Mammoth Cave National Park

Mammoth Cave National Park in a Day

Today we are visiting the world’s longest cave system in the world at Mammoth Cave National Park in Kentucky. Along with our daughter we are headed to Mammoth Cave for the day. And we have a full day planned for our trip to our 21st national park together!

Planning Our Day at Mammoth Cave

There is only 1 national park that Becky has been to that I haven’t. And it’s Mammoth Cave National Park near Bowling Green, Kentucky. She went about 20 years ago with her parents, but it’s my and our daughter’s 1st time. Though I’ve been to Bowling Green before and remember it’s not far from Nashville, Tennessee. So we book a timeshare rental in the Music City. Nashville is a great place to stay for many reasons, and it’s an easy 1.5 hour drive up I-65 to the park.

At the Mammoth Cave National Park entrance sign
At the Mammoth Cave National Park entrance sign

Mammoth Cave National Park contains the longest cave system in the world over 426 mile long!  And the thing to do here is a cave tour of course. However, there are multiple options with different levels of difficulty.  And it is highly recommended to book your tickets online prior to arriving at the park.  So, we buy tickets for the Historic Tour at 11:30AM for the classic 2 hour tour.  It is rated Moderate and a distance of 2 miles but does include 540 stairs. For more information including how to purchase them, see Cave Tours – Mammoth Cave National Park (nps.gov).

A glimpse inside Mammoth Cave
A glimpse inside Mammoth Cave

We’re supposed to check in for our tour 30 minutes early at the visitor center, so we’ll go there first.  And after the tour, we’ll plan to eat lunch.  But since most of the restaurants are closed due to construction at the lodge next door, we’ll pack a picnic lunch.  And after our cave tour we’ll explore the park more. There are plenty of short interesting hikes in the park.  Though the outside temp is in the high 70’s today, the cave is around 54 degrees Fahrenheit. So we’ll bring layers. Sounds like a plan!

Arriving at Mammoth Cave

We arrive at the Mammoth Cave entrance sign just after 9:30AM in plenty of time before our tour. So, we stop at the sign to get a few pictures. We also notice a trailhead here for the Mammoth Cave Railroad Bike & Hike Trail. This trail follows an old railroad line all the way to the visitor center. Though it is many miles from here. So, after a short stop we get back into our car to head to the visitor center.

Wild turkey near the entrance to Mammoth Cave
Wild turkey near the entrance to Mammoth Cave

As soon as we start driving though, we see a wild turkey on the side of the road.  So, we turn around to get a closer look.
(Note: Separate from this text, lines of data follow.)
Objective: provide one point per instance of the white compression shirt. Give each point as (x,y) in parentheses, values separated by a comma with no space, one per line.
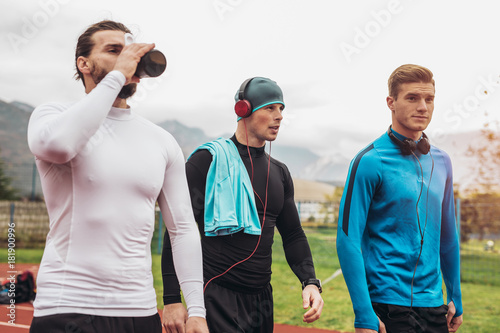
(102,170)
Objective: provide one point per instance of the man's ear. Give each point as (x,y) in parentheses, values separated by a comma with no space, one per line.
(83,65)
(390,103)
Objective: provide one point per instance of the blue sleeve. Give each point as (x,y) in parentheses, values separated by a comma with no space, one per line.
(450,247)
(362,181)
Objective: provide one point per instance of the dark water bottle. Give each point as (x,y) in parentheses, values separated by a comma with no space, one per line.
(152,64)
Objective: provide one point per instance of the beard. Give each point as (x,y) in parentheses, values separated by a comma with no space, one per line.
(127,91)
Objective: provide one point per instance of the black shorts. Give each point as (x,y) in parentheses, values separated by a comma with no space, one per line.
(82,323)
(400,319)
(230,311)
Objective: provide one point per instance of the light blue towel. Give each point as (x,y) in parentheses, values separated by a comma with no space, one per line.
(229,199)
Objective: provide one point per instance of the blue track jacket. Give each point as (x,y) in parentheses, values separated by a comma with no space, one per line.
(379,238)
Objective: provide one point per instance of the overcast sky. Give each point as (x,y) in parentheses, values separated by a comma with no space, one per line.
(331,58)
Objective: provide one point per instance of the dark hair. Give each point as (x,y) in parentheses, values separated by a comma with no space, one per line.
(408,74)
(85,42)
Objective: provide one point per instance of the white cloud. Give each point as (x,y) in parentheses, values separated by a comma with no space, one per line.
(211,51)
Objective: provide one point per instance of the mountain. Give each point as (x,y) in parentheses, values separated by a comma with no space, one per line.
(302,162)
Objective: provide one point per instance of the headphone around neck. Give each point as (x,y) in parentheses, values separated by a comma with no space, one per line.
(243,107)
(408,146)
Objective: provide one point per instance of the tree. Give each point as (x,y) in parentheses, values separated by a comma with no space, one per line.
(480,214)
(7,192)
(486,151)
(481,208)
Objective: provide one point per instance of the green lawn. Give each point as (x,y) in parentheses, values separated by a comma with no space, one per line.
(481,300)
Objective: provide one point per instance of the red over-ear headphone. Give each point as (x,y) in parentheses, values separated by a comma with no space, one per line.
(243,107)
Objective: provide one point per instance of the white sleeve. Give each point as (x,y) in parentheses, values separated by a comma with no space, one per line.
(175,205)
(56,134)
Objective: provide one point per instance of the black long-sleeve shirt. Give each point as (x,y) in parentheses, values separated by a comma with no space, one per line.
(221,252)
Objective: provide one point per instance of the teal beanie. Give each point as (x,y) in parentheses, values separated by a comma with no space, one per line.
(261,91)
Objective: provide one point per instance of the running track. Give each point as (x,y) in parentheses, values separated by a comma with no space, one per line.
(24,311)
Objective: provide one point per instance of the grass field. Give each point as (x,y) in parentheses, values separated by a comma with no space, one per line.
(481,300)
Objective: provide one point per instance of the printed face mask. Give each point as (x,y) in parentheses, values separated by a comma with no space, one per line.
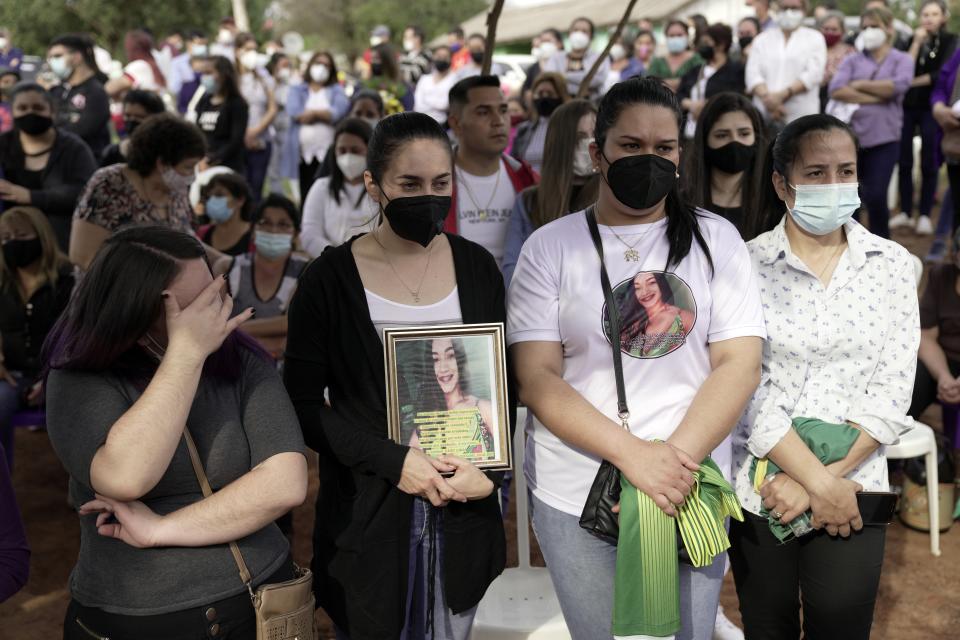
(822,208)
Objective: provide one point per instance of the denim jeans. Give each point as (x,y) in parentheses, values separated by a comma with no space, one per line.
(582,569)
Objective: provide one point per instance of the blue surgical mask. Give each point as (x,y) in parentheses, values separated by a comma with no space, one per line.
(676,44)
(272,245)
(823,208)
(217,209)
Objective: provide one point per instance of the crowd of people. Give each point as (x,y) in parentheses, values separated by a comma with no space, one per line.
(211,238)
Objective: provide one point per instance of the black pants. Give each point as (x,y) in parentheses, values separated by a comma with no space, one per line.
(232,618)
(925,388)
(835,578)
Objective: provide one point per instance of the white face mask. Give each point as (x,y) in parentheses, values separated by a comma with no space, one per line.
(319,73)
(547,49)
(582,162)
(352,165)
(249,60)
(790,19)
(820,209)
(579,40)
(873,38)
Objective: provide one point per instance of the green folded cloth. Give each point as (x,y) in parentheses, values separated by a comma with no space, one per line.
(647,582)
(828,441)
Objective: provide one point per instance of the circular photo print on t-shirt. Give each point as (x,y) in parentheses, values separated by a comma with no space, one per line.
(657,311)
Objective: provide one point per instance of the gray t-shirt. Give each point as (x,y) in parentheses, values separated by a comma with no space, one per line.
(236,426)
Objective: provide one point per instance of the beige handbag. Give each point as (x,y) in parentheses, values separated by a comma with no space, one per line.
(285,609)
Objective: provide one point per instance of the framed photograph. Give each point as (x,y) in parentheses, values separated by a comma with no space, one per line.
(447,392)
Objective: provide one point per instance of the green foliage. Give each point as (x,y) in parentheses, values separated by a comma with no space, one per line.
(34,23)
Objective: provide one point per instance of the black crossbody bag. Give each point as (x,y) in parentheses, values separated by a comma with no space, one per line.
(598,517)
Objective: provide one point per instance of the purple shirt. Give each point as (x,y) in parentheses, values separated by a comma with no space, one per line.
(877,124)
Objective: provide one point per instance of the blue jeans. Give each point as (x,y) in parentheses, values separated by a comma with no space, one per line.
(922,117)
(11,402)
(875,170)
(582,569)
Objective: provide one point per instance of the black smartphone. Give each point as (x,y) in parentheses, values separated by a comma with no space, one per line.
(877,507)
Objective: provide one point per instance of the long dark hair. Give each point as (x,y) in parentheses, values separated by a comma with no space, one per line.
(695,181)
(356,127)
(431,395)
(393,132)
(633,316)
(552,198)
(779,158)
(119,299)
(228,77)
(682,223)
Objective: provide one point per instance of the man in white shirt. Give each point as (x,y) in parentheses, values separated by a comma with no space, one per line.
(432,95)
(487,180)
(786,65)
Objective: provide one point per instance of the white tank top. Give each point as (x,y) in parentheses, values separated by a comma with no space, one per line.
(387,313)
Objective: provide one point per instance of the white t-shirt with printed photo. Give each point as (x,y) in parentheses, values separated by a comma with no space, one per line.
(484,204)
(669,316)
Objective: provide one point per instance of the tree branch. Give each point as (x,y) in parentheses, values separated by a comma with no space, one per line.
(585,83)
(492,19)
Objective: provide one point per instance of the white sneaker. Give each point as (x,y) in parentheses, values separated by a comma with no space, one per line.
(901,220)
(723,629)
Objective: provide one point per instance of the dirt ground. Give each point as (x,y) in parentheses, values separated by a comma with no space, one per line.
(918,592)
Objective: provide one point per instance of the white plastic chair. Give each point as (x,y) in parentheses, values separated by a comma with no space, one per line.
(521,603)
(919,441)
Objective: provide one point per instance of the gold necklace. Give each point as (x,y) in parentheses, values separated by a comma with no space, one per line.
(481,213)
(414,293)
(631,254)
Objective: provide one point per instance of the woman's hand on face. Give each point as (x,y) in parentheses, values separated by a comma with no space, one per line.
(661,471)
(784,495)
(468,479)
(421,477)
(135,524)
(834,506)
(201,327)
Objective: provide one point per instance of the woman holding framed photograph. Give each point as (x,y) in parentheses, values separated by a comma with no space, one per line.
(400,551)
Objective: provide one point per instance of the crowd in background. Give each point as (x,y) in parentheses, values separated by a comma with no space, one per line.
(267,158)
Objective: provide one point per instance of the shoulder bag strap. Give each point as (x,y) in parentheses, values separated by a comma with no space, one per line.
(207,492)
(613,313)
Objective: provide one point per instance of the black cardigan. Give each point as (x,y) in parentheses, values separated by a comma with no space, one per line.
(729,77)
(362,529)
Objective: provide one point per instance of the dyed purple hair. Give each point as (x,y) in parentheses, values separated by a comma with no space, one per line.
(119,299)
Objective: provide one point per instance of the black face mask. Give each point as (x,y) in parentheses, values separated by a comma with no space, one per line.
(546,106)
(21,253)
(732,157)
(418,218)
(33,124)
(640,182)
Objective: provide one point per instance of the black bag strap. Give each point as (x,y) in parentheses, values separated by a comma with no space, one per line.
(613,313)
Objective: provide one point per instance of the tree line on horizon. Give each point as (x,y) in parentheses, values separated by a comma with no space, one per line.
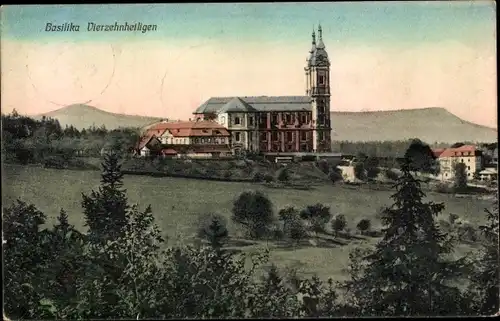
(26,140)
(122,268)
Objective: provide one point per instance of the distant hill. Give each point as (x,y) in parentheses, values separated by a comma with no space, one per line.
(84,116)
(429,124)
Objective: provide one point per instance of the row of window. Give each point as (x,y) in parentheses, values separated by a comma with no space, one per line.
(204,140)
(288,118)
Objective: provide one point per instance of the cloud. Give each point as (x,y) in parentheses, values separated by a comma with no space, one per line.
(170,80)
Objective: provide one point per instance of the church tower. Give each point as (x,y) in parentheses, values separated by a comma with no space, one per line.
(318,87)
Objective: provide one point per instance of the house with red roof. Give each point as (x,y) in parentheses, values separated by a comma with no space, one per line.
(148,146)
(448,157)
(199,138)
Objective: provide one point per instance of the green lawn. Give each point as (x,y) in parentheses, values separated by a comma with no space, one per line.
(178,202)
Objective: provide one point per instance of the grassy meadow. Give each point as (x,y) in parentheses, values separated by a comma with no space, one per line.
(177,204)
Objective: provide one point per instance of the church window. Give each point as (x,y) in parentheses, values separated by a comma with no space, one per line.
(275,118)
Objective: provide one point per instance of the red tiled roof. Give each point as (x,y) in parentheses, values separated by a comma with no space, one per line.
(145,140)
(189,129)
(457,152)
(438,151)
(168,151)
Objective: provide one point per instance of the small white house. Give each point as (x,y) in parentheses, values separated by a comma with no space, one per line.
(488,174)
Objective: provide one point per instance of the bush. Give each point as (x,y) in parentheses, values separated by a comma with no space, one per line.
(392,174)
(445,226)
(460,177)
(258,177)
(296,230)
(467,233)
(323,166)
(227,174)
(339,223)
(254,211)
(283,175)
(363,226)
(452,218)
(335,175)
(444,188)
(213,228)
(318,215)
(359,171)
(268,178)
(55,162)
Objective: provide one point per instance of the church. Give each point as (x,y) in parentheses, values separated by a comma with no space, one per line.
(280,124)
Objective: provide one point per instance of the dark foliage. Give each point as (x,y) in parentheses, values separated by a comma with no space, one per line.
(421,158)
(254,211)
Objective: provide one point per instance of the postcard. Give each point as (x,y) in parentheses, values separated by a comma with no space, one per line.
(237,160)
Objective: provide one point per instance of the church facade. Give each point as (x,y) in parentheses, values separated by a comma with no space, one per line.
(280,124)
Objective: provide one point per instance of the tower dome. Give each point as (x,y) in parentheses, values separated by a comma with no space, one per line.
(319,56)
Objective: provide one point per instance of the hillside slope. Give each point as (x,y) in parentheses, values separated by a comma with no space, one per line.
(84,116)
(428,124)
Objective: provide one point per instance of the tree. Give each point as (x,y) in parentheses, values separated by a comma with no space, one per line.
(421,157)
(460,176)
(360,171)
(26,254)
(391,174)
(484,289)
(292,224)
(339,223)
(287,215)
(363,225)
(335,175)
(213,228)
(14,113)
(283,175)
(253,210)
(371,166)
(407,273)
(317,215)
(105,210)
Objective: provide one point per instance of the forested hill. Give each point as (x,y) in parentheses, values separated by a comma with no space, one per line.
(428,124)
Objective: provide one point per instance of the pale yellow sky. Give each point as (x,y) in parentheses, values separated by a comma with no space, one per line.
(38,78)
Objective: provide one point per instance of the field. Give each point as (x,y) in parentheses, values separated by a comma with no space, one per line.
(177,204)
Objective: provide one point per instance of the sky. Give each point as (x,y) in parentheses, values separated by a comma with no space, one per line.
(384,56)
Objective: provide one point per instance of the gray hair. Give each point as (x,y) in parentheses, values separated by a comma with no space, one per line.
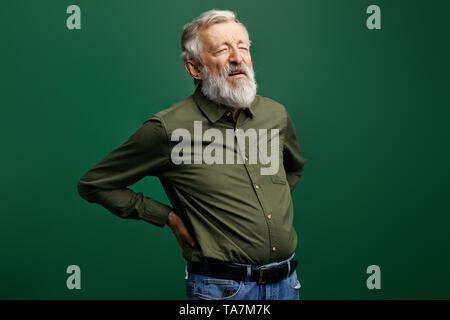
(190,45)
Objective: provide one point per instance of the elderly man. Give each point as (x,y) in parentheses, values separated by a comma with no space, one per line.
(228,160)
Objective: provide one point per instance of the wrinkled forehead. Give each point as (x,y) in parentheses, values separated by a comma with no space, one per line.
(223,33)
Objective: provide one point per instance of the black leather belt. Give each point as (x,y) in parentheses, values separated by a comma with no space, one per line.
(261,275)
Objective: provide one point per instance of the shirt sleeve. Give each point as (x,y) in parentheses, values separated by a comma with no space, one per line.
(144,154)
(293,160)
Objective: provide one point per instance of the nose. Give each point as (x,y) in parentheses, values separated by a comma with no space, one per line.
(235,56)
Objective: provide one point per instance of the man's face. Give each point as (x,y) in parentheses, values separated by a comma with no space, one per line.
(222,44)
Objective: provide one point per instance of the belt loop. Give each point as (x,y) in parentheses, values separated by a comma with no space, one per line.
(249,273)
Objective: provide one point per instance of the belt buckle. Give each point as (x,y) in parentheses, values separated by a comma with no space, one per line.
(261,272)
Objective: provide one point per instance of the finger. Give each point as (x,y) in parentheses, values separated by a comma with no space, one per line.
(189,239)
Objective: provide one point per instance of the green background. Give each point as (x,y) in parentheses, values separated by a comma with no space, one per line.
(370,107)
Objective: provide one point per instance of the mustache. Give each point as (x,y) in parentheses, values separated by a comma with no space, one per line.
(231,69)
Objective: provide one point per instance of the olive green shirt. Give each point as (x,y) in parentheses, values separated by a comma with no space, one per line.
(234,212)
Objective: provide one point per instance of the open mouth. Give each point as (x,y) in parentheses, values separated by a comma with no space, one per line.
(237,74)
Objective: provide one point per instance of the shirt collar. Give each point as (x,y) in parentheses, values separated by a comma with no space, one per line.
(214,111)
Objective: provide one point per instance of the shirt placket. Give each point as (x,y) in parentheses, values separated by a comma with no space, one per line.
(257,188)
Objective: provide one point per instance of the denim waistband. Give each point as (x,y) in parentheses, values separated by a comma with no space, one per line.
(272,264)
(249,267)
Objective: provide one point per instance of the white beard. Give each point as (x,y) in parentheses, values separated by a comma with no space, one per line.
(239,95)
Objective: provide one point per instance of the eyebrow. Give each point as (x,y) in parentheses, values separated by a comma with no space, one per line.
(214,48)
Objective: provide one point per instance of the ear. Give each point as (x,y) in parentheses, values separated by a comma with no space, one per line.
(193,68)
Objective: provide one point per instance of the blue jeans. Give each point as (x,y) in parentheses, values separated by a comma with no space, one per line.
(199,287)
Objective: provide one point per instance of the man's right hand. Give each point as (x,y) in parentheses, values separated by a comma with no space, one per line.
(179,230)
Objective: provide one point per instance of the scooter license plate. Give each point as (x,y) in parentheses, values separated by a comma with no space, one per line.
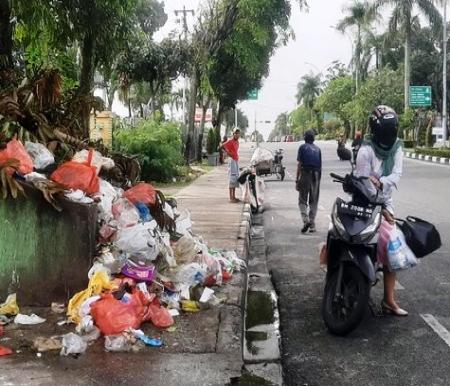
(355,210)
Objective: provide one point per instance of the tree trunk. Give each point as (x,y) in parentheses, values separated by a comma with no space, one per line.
(358,59)
(189,152)
(6,45)
(407,67)
(87,79)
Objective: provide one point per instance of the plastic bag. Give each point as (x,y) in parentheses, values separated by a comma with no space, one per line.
(74,175)
(73,344)
(15,150)
(144,212)
(98,283)
(107,195)
(399,254)
(142,192)
(125,213)
(98,161)
(42,157)
(9,307)
(138,239)
(261,155)
(185,250)
(159,316)
(113,316)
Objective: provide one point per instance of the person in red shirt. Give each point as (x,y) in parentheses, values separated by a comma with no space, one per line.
(232,148)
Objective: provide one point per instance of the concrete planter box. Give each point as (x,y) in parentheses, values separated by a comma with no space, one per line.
(44,254)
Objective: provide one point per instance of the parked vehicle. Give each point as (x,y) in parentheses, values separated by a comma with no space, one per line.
(351,254)
(248,179)
(268,163)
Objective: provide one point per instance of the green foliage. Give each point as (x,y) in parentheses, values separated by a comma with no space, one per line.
(157,146)
(444,153)
(384,87)
(211,141)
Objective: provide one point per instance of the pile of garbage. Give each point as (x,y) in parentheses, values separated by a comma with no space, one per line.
(150,266)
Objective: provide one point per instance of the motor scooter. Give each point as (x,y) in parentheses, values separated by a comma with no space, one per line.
(351,253)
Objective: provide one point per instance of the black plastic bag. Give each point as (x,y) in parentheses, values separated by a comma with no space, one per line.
(421,236)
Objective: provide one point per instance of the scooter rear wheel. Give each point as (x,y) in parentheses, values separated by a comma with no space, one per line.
(343,314)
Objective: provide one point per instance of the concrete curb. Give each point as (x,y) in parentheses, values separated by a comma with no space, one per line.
(261,339)
(428,158)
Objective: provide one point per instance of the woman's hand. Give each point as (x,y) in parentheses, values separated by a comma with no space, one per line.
(375,181)
(388,216)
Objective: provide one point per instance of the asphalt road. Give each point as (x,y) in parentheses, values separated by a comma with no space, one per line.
(383,350)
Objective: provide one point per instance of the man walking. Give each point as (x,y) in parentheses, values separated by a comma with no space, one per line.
(309,171)
(232,148)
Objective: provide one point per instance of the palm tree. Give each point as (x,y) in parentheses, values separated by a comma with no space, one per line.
(308,89)
(401,22)
(360,14)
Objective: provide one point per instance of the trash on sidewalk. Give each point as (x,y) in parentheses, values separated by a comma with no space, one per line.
(28,319)
(42,344)
(149,267)
(9,307)
(72,344)
(5,351)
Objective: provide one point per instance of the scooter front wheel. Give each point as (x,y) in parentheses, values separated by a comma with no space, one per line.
(343,308)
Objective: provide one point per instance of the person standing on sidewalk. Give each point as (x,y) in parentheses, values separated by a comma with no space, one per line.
(309,172)
(232,148)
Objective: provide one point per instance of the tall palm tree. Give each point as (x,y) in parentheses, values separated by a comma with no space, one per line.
(401,22)
(360,14)
(308,89)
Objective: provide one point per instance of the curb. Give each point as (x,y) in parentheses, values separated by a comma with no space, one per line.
(261,340)
(428,158)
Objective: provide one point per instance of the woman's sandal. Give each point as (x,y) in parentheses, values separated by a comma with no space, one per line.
(387,309)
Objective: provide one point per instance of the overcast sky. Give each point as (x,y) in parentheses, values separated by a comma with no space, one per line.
(316,45)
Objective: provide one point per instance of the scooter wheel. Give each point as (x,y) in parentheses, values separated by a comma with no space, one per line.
(343,315)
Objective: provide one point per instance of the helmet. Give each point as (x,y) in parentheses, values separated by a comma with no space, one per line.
(383,124)
(309,136)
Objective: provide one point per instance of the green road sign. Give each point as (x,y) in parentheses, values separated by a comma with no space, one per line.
(420,96)
(252,95)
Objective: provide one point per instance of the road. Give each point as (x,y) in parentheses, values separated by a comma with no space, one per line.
(383,350)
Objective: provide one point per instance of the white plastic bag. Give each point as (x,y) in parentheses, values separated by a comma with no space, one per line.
(98,161)
(73,344)
(125,213)
(138,239)
(399,254)
(107,195)
(42,157)
(261,155)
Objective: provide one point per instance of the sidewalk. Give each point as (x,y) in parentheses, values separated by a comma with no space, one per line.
(205,349)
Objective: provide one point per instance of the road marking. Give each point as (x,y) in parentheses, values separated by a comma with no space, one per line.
(398,286)
(437,327)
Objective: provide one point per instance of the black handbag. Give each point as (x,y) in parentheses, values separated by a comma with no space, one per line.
(422,237)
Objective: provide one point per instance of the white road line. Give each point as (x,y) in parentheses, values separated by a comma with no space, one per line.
(398,286)
(437,327)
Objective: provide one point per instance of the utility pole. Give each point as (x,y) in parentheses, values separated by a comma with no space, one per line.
(184,12)
(444,77)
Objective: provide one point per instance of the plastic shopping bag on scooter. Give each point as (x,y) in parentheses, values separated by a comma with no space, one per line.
(399,254)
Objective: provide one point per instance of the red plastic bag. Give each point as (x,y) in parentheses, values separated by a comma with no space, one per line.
(75,175)
(5,351)
(159,316)
(112,316)
(15,150)
(142,192)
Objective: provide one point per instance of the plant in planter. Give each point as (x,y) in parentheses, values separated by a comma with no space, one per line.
(211,148)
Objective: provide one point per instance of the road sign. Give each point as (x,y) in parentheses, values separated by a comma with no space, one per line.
(252,95)
(420,96)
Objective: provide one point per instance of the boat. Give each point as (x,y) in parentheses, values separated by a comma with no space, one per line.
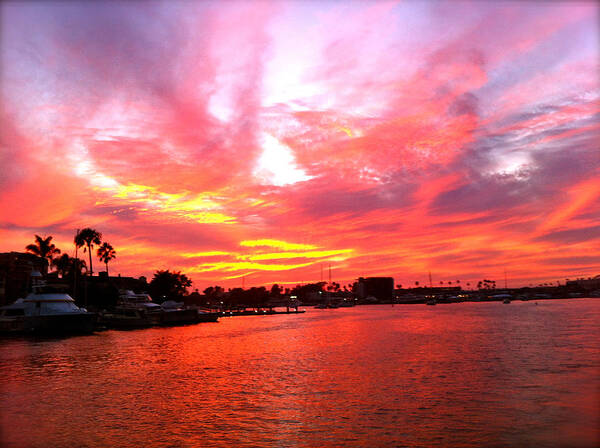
(506,298)
(133,310)
(48,313)
(175,313)
(431,301)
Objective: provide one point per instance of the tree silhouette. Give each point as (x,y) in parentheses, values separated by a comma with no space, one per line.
(66,265)
(106,253)
(43,247)
(88,237)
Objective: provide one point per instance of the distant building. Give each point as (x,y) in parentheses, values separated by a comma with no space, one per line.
(15,274)
(589,284)
(382,288)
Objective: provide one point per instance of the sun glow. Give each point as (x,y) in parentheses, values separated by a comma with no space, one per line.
(277,165)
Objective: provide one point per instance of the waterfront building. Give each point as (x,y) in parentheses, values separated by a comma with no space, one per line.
(588,284)
(15,274)
(382,288)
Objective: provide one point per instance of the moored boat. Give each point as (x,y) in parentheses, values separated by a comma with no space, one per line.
(49,313)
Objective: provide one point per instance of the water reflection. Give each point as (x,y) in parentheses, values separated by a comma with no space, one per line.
(457,375)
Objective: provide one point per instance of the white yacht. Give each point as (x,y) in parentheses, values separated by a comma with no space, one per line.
(46,312)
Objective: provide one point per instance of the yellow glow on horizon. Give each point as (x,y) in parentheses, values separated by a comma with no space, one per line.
(309,254)
(229,266)
(278,244)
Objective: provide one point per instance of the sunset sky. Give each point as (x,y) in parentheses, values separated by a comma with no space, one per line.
(273,140)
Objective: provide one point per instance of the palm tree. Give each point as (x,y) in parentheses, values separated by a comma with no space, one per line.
(44,248)
(106,253)
(88,237)
(66,265)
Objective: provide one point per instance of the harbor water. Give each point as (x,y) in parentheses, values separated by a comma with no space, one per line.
(457,375)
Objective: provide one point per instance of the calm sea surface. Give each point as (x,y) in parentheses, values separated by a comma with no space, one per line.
(471,374)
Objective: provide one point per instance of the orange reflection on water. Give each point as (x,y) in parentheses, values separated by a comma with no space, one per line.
(472,374)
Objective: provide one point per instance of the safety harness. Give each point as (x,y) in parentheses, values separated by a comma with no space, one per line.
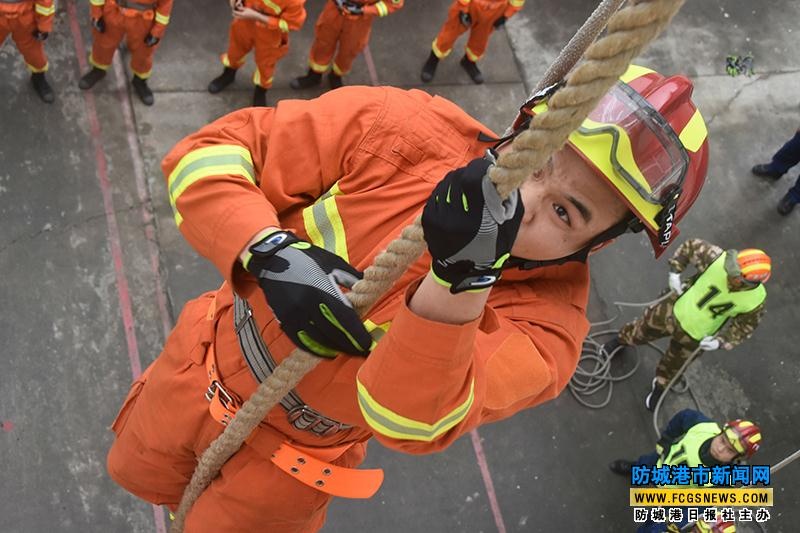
(308,464)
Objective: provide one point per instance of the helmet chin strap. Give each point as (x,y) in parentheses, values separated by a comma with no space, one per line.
(629,225)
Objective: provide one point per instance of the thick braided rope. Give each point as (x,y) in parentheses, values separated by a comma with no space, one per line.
(629,30)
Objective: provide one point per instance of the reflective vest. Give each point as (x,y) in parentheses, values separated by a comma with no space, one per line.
(687,450)
(708,303)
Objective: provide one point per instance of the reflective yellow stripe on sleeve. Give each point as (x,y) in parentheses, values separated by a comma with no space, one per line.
(391,424)
(217,160)
(45,11)
(273,6)
(324,224)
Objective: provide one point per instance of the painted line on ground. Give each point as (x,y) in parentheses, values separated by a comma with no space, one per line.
(148,219)
(114,241)
(487,480)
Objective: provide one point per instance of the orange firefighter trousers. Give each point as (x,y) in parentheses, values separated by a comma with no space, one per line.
(270,45)
(21,27)
(162,429)
(484,13)
(134,26)
(332,27)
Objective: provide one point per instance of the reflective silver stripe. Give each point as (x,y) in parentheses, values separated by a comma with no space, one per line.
(261,363)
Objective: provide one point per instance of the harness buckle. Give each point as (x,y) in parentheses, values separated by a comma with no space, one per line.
(306,418)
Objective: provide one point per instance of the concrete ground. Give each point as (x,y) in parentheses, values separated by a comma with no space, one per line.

We park to see a female turkey venture into the road before heading back to the side. Already excited to see wildlife, we continue on the road to the visitor center. Though we don’t see any more wildlife on the way, it is a beautiful drive to get there.

Checking in at the Mammoth Cave Visitor Center

We arrive at the visitor center right before 10:00AM and there is plenty of parking.  And out front is a covered area with signs for the tours today. All of the guided tours show sold out except for one historic tour starting in 15 minutes. Though, there are self-guided tours still available. But we are glad we booked ours in advance. Inside is an information area in the center staffed by multiple park rangers. So we ask where we need to check-in for our tour. And they advise to be at Shelter A outside, just 5 minutes before the tour starts. We also talk to them about some of the hikes we’re interested in doing.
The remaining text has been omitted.